James and Lucretia Garfield, depicted in unnamed publication, ca. 1880
This is a guest post by Michelle Krowl, a historian in the Manuscript Division. It’s a lovely piece about how the slow-burning passion of the couple developed over years of time. “It is nearly ten o’clock Sunday night and I will not lie down to sleep till I have told you again that I love you,” he wrote to her on Nov. 24, 1867. It’s okay to swoon.
“I have for a series of years been accquainted [sic] with Miss Lucretia Rudolph and have been, for several months studying her nature & mind,” wrote future President James A. Garfield in his diary on December 31, 1853. While he respected her intelligence and her character, one question troubled him as to their romantic prospects: “whether she has that warmth of feeling– that loving nature which I need to make me happy.” The couple’s struggle to answer that question is amply documented in the hundreds of letters they exchanged on the course of true love. Those letters — as well as the former president’s diaries, professional and family correspondence, scrapbooks, speeches, and other materials relating primarily to his career and death — are now available online from the Library.
James A. Garfield’s Greek class, Western Reserve Eclectic Institute, Hiram, Ohio, 1853. Garfield (far right, front row) is next to his future wife, Lucretia Rudolph.
The pair met at school in Ohio in the 1850s. She was nicknamed “Crete,” short for Lucretia. (I’ll refer to them by their first names for this rest of this post, to avoid confusion as to which “Garfield” I might be referring.) James’s passionate nature demanded that he “know & be known,” and he remained skeptical that the emotionally reserved Crete could give him the affection he craved. For her part, Crete vowed to “never give my hand to one who has not my heart.” Their romance blossomed, however, and they were engaged when James left Ohio in 1854 to attend Williams College in Massachusetts. They sustained their relationship through letters, but the physical distance tested James’s resolve after he became enamored with Rebecca Selleck of New York. James assured Crete that his love for her was “not a wild delirious passion, a momentary effervescence of feeling, but a calm strong deep and resistless current that bears my whole being on toward its object.” Yet a painfully awkward meeting of James, Crete and Rebecca at James’s graduation in 1856 exposed intense feelings and strained James and Crete’s relationship. When James dithered in making a decision, Crete took matters in hand, absolving James of blame for the “generous and gushing affection of your warm impulsive nature” and giving him permission to marry Rebecca if “you love her better, if she can satisfy the wants of your nature better.” Better to release him, Crete explained, than “to be an unloved wife, O Heavens, I could not endure it.”
Lucretia Rudolph to fiancé James A. Garfield, August 19, 1858, expressing her fears that their marriage will be based on “duty.”
In April 1858, James and Crete resolved to “try life in union.” But James felt “restless & unsatisfied” with his life, and Crete worried that he would marry her “because an inexorable fate demands it.” While she vowed to make the best of their life together, “there are hours when my heart almost breaks with the cruel thought that our marriage is based upon the cold stern word duty.” James wed Lucretia on November 11, 1858, hopefully with more enthusiasm than his stark diary entry suggests: “Was married to Lucretia Rudolph….”

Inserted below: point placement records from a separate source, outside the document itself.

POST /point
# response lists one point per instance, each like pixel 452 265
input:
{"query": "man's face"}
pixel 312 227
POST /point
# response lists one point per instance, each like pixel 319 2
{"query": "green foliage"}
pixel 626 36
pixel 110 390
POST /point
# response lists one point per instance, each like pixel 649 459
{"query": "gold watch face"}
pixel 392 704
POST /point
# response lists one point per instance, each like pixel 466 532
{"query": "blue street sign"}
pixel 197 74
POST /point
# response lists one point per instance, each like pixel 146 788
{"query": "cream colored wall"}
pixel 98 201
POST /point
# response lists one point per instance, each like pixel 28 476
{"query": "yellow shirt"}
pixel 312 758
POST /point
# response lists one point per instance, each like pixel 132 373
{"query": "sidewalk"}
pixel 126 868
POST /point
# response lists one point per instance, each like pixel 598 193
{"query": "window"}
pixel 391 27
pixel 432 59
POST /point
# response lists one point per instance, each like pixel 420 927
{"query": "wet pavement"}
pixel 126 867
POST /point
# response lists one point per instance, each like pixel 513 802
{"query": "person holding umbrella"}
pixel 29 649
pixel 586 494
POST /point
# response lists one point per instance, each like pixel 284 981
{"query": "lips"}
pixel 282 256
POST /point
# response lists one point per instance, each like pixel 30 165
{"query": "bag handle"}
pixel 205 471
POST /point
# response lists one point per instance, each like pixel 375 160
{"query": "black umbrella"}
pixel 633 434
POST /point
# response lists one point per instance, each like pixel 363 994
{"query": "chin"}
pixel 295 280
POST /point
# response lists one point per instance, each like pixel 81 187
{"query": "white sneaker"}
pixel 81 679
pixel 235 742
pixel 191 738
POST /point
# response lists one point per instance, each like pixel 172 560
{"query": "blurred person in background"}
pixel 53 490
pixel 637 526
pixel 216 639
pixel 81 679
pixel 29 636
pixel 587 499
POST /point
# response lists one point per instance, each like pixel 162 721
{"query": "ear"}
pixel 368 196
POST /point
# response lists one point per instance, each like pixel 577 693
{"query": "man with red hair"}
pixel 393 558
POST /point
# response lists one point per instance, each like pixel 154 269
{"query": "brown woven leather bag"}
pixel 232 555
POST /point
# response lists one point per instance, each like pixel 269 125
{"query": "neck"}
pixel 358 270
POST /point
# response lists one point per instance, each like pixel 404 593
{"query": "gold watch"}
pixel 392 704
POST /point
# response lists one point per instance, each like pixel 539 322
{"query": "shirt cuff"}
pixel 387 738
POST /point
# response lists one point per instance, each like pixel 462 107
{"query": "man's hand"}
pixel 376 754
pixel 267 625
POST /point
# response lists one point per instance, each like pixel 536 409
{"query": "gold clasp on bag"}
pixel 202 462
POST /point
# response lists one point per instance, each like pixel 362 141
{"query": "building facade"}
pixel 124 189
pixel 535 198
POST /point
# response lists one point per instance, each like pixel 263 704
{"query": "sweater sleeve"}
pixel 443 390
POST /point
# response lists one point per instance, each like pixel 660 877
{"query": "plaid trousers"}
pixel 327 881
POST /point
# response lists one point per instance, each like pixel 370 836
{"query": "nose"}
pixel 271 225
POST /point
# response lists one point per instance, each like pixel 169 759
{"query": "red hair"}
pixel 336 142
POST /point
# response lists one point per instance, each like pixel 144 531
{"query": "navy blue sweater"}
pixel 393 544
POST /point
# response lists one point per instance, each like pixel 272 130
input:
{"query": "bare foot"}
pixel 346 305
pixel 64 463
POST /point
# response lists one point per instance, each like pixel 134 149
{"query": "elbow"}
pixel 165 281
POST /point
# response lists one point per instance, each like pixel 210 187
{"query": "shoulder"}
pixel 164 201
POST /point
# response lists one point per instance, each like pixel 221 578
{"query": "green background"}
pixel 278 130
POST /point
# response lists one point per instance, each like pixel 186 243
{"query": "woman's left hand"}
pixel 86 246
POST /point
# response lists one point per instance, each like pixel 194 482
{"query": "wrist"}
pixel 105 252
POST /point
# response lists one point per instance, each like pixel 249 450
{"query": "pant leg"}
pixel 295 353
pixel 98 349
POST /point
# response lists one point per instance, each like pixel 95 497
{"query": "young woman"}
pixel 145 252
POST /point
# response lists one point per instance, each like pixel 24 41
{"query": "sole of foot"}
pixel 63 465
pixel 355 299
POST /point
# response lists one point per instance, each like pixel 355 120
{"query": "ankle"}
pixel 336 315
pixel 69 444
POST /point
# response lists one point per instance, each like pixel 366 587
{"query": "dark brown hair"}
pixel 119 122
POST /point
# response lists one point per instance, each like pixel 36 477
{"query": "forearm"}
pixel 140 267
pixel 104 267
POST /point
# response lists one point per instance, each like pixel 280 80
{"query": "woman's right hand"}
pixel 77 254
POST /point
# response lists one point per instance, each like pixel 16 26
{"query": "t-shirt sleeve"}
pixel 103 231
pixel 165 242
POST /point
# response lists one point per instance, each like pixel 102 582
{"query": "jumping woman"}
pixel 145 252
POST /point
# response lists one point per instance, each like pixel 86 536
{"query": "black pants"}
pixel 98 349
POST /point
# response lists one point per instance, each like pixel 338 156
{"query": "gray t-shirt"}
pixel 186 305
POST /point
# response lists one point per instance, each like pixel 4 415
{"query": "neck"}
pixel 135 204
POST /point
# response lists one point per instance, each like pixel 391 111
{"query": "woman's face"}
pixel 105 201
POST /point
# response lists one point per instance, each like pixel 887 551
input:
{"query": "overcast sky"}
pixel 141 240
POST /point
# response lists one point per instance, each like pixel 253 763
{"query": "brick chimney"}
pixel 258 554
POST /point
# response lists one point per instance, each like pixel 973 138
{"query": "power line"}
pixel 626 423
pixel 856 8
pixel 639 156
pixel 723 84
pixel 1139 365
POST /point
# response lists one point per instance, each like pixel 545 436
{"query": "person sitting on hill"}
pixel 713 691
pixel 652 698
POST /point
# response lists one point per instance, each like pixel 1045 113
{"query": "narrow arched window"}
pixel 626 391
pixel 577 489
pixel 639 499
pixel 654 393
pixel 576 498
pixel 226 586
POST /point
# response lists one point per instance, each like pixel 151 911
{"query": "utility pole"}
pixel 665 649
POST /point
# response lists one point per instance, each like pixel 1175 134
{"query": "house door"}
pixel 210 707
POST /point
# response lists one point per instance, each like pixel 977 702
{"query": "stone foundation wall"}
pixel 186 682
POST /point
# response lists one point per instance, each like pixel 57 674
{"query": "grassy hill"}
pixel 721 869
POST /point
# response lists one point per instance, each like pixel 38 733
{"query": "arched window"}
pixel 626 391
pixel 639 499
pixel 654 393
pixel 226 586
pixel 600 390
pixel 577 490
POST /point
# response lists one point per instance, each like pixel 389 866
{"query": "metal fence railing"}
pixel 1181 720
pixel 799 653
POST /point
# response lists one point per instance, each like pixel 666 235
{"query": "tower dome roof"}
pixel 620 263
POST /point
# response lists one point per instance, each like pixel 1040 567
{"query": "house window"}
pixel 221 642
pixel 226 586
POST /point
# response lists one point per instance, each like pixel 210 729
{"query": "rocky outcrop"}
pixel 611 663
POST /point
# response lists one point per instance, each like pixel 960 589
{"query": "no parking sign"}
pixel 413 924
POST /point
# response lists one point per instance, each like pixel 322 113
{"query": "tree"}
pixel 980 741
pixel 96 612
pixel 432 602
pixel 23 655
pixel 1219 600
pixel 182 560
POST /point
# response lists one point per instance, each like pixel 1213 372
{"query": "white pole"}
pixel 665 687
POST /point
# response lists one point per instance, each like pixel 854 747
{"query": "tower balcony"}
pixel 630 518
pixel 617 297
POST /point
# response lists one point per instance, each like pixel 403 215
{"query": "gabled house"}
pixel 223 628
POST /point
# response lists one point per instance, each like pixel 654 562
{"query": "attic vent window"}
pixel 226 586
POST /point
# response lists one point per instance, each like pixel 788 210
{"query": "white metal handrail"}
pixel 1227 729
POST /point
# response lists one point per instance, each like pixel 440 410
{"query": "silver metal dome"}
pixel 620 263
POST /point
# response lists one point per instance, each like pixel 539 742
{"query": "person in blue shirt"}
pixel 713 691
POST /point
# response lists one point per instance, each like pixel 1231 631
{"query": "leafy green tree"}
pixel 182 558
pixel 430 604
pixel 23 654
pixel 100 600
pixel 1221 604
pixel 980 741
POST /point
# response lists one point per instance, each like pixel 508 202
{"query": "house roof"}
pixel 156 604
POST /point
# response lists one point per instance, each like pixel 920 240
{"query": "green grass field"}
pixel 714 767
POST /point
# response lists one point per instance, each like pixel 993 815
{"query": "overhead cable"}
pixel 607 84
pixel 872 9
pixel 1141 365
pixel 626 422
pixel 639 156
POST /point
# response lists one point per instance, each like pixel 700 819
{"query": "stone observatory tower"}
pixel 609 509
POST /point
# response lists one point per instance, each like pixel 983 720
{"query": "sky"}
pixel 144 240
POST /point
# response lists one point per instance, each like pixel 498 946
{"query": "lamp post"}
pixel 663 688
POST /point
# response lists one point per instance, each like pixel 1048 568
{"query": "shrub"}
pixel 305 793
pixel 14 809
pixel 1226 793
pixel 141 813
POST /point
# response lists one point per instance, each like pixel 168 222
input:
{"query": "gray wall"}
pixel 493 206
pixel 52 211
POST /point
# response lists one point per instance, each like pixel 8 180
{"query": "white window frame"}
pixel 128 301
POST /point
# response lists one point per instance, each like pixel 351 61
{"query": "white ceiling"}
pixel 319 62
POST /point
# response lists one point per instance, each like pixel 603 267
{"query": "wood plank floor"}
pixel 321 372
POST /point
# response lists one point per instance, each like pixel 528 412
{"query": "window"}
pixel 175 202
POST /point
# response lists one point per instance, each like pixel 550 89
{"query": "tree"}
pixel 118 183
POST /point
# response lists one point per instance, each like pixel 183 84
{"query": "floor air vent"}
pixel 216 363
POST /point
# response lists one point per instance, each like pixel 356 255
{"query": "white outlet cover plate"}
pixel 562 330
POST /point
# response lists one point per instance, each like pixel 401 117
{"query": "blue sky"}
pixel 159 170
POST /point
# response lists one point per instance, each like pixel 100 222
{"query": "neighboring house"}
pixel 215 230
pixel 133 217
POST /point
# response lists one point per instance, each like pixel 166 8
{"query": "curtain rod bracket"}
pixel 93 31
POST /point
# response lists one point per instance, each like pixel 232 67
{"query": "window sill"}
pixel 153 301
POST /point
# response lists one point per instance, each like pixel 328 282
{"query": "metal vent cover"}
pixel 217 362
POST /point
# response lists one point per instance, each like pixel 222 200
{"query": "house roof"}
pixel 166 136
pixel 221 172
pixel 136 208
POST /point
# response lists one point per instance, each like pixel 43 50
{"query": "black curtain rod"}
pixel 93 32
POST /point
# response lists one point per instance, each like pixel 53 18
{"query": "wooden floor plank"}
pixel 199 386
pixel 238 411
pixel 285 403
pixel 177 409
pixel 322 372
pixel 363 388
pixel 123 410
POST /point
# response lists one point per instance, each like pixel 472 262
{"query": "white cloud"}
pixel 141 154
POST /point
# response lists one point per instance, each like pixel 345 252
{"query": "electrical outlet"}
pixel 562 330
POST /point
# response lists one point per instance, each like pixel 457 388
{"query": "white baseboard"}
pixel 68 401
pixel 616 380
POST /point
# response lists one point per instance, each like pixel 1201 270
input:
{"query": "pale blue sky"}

Marriage license of James A. Garfield and Lucretia Rudolph.
Separation, both emotional and physical, characterized the marriage for several years. James stayed busy with a burgeoning political and legal career before going off to war in August 1861. As James’ star rose in the military and after his election to the U.S. House of Representatives in 1863, he and Crete struggled to sustain their frayed relationship. James held out hope on their fourth anniversary that “patient waiting and mutual forbearance has at last begun to bear the fruits of peace and love” after they had “groped about in the darkness and grief trying to find the path of duty and peace, and being so often pierced with thorns.” Crete blamed “the mask my own heart had worn” for their sorrows.
After the death of their daughter “Trot” in December 1863, their severest trial came in 1864 when rumors of an extramarital affair threatened James’ political career and his marriage. James confessed his transgression to Crete, hoping for her guidance and some measure of “respect and affection.” Crete offered sage advice, and forgiveness.
While painful for both, the episode seemed to awaken in James and Crete a genuine intimacy previously missing in their marriage. Their subsequent letters reflected a deep longing for and commitment to one another. “We no longer love because we ought to, but because we do,” James explained, and promised that “were I now alone, and with an unwedded hand and heart, but knowing your nature as I now know it, I would woo only you, and use all the powers of honor and effort to win you and make you mine.” To his “Precious Darling” he expressed the wish “that God would let us die together when we die; that neither of us might be left in the empty world for a single hour.”
James A. Garfield to his wife Lucretia, November 24, 1867: “We no longer love because we ought to, but because we do.”
Alas, an assassin’s bullet thwarted James’s wish in 1881, leaving Crete a devoted widow until her death in 1918. But their letters are eternal, and through them we can share in the extraordinary love story of James and Lucretia Garfield.